Spese pazze all’Ars? Ma quando mai. Se lo sarà sognato qualcuno. E così, dopo anni di processi e controprocessi si sgonfia uno di quegli scandali che per un bel po’ aveva riempito con fiumi d’inchiostro le colonne dei giornali: parliamo dell’inchiesta sulle cosiddette “spese pazze” all’Assemblea regionale siciliana, che oggi ha ricevuto dalla Corte di Cassazione un mezzo colpo di mannaia. E infatti, la sesta sezione della Cassazione ha rigettato la richiesta della Procura di Palermo di annullare l’archiviazione (disposta il 12 luglio del 2016 dal Gup Riccardo Ricciardi) di 11 deputati dell’Ars accusati di alcuni casi di peculato per i rimborsi spesa alla Regione Siciliana.

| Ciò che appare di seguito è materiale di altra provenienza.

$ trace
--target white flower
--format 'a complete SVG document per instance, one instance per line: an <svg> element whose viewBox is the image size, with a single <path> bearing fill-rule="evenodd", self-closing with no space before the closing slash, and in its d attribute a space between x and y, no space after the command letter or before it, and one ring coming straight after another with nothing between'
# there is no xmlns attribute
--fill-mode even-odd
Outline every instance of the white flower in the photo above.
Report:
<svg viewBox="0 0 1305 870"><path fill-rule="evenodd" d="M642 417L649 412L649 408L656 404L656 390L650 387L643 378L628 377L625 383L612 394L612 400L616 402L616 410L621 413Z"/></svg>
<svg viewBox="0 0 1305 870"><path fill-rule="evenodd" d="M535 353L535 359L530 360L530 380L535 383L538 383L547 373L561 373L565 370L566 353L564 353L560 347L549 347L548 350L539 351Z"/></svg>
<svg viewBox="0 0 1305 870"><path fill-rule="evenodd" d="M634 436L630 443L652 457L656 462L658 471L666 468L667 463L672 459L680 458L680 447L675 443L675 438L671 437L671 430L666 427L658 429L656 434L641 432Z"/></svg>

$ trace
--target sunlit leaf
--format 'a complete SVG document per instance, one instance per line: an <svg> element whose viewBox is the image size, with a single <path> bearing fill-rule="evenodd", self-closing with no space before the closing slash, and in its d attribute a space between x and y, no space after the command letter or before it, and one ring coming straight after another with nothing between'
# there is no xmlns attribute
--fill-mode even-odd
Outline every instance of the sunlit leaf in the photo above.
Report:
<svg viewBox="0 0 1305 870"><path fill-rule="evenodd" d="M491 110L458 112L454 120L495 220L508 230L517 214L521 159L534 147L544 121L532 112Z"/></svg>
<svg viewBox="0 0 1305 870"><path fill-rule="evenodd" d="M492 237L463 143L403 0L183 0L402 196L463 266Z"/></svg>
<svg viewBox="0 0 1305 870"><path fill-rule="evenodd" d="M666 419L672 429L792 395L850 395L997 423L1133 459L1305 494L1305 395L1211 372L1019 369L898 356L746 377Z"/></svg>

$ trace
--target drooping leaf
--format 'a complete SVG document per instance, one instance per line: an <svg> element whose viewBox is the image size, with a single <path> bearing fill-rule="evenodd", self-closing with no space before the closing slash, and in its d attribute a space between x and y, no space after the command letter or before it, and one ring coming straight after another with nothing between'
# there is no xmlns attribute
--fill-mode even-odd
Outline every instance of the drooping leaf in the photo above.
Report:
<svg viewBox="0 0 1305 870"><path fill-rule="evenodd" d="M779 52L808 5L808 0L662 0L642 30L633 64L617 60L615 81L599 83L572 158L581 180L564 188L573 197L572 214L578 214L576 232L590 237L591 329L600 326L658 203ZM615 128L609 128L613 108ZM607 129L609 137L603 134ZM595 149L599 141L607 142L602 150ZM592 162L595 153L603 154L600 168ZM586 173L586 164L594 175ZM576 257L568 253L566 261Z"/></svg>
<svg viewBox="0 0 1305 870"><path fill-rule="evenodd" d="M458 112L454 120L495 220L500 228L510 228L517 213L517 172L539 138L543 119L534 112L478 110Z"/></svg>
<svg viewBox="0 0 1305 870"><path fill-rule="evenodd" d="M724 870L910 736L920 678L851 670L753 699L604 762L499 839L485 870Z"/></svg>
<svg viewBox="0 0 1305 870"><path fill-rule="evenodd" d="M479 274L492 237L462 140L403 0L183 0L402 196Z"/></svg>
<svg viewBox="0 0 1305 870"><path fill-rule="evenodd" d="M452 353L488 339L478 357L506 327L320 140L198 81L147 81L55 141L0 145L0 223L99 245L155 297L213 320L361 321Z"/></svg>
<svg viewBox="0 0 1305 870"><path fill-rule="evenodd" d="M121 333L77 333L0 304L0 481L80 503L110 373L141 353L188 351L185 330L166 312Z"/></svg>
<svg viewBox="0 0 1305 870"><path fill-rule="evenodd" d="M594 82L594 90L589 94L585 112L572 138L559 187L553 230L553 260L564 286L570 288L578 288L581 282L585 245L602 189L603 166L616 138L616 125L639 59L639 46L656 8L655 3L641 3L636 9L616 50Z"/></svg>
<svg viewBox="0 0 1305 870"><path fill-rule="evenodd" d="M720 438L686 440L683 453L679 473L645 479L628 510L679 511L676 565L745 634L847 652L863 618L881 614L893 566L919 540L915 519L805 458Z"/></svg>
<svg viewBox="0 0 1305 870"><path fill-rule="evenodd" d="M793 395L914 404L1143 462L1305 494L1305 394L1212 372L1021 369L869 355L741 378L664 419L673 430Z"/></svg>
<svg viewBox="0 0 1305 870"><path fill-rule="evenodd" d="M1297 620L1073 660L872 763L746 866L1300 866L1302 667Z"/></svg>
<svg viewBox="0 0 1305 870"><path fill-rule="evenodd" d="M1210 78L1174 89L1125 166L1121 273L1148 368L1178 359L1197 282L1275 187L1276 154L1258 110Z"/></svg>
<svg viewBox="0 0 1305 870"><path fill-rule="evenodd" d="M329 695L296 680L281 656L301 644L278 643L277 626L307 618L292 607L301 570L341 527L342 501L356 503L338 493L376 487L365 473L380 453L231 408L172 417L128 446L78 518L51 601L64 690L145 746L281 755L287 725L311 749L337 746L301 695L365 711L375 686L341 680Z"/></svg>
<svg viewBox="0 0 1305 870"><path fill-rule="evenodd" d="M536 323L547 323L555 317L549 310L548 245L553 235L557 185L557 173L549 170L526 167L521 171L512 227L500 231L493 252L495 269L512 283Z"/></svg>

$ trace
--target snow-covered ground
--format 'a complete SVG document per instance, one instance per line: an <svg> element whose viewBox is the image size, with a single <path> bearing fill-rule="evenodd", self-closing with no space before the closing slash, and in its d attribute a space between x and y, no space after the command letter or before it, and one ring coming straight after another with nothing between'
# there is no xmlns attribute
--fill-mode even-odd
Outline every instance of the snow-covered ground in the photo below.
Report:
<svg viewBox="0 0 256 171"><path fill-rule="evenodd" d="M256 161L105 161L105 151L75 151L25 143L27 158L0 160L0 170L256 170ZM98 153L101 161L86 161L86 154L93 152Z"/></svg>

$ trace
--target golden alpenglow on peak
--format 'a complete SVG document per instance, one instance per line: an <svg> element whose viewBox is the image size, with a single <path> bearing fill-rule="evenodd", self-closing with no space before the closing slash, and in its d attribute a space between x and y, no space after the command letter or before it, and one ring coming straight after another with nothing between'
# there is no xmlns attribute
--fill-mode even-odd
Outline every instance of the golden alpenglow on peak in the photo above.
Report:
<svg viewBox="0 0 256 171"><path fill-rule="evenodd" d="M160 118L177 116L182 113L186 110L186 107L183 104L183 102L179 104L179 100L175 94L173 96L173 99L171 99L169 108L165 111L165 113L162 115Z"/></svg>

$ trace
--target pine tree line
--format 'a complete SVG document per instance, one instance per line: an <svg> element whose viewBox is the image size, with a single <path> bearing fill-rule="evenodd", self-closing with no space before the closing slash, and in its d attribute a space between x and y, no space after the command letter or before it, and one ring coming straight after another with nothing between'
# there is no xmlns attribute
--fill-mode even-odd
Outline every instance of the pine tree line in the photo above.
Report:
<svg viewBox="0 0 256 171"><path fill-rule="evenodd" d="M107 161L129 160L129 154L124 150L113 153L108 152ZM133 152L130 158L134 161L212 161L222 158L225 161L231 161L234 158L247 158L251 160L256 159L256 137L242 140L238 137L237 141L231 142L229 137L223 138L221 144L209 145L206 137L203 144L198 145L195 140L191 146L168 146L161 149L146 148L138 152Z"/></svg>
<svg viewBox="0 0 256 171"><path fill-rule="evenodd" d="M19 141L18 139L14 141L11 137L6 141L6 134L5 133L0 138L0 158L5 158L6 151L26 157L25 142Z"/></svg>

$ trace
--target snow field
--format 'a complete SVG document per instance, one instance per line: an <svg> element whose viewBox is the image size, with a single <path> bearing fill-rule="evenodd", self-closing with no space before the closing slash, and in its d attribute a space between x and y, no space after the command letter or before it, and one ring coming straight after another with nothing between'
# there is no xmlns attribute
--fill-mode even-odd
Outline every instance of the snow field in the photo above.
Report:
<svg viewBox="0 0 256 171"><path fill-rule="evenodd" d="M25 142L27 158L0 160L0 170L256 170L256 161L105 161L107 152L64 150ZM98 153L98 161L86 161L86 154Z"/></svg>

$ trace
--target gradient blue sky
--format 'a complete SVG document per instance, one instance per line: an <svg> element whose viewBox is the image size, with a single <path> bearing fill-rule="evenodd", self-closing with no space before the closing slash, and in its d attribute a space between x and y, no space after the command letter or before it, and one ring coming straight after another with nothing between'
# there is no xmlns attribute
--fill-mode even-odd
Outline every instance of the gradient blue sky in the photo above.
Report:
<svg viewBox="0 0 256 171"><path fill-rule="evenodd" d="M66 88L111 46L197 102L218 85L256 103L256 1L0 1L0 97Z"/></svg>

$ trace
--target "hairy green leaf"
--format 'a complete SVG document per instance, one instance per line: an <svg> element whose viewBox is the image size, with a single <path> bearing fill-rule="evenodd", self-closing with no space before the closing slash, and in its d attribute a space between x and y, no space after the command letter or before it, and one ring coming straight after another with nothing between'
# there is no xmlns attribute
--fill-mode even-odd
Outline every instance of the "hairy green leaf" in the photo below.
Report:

Cinque di loro escono, così, definitivamente dall’inchiesta perché erano stati prosciolti da tutti i casi che venivano loro contestati. Si tratta di Francesco Musotto, Nicola D’Agostino, Nunzio Cappadona, Marianna Caronia e Paolo Ruggirello.
Per gli altri sei i giudici hanno confermato l’assoluzione da alcuni casi di peculato, ma la loro posizione giudiziaria resta pendente perché ci sono altre ipotesi di peculato per cui li accusava la Procura dai quali non sono stati prosciolti. Sono i parlamentari Giulia Adamo, Rudy Maira, Giambattista Bufardeci, Livio Marrocco, Cataldo Fiorenza e Salvo Pogliese.
Stando così le cose, in pratica i giudici della Cassazione hanno definitivamente confermato un principio e cioè, i rimborsi contestati sarebbero leciti e dunque non andavano perseguiti per legge. Dunque, i parlamentari avrebbero fatto bene a farsi rimborsare le spese sostenute per acquisti e cene varie.
I pazzi, evidentemente, siamo noi cittadini, che se acquistiamo qualcosa la paghiamo regolarmente e nessuno ci rimborsa alcunché, visto che non si tratta di “spese istituzionali”, come vengono usualmente definite quelle parlamentari. O forse, siamo solo persone normali, che spendono il denaro con oculatezza.